Confusion regarding implementation of `mirrored_run`

cadwgc · February 14, 2022, 4:29am

Hi, I’m currently trying to understand the internal functioning of the MirroredStrategy and the recording of gradients of MirroredVariables in particular.

I understand the concept of the MirroredVariable but it’s unclear to me how a correct gradient tape is recorded over these variables in _call_for_each_replica in mirrored_strategy. As this implementation seems mostly covered by mirrored_run I tried to mainly focus on this file instead. Say we have 1 MirroredVariable with the following signature:

MirroredVariable {
  0: <tf.Variable 'w:0' shape=() dtype=float32>,
  1: <tf.Variable 'w/replica_1:0' shape=() dtype=float32>
}

I’ve tried to understand this behavior by altering the _call_for_each_replica implementation so it runs every function sequentially on the defined device (just removing the replica threads).
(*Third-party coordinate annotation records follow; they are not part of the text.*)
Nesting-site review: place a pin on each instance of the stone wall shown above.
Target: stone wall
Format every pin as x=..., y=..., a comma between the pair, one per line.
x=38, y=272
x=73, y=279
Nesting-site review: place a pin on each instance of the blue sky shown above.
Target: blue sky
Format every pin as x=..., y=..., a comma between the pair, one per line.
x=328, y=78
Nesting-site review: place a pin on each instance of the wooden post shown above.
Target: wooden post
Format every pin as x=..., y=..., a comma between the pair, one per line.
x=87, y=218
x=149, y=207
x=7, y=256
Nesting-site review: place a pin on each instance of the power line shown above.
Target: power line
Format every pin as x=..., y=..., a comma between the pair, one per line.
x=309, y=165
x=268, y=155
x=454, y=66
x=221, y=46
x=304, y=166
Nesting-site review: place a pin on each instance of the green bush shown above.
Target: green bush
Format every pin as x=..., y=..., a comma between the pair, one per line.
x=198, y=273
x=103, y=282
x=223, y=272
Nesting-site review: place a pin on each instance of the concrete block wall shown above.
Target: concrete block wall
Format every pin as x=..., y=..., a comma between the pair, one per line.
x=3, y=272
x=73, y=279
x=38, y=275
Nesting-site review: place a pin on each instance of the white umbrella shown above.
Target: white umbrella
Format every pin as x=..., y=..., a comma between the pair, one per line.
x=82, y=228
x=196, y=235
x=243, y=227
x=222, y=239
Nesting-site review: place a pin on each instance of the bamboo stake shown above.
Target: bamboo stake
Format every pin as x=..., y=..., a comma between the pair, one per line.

This works for variable creation, computation and reduction, but breaks when recording gradients. Say I have the following function:

@def_function.function
def step(x):
    with backprop.GradientTape() as tape:
        loss = w * x

    optimizer.minimize(loss, var_list=[w], tape=tape)

strategy.run(step, args=(2.0,))

This yields:

No gradients provided for any variable: ['w:0']

Adding tape.watch(w) doesn’t change anything and my guess is that it’s due to the function wrapping happening in call_for_each_replica in mirrored_run. Could anyone shine some light on how these gradients are recorded here?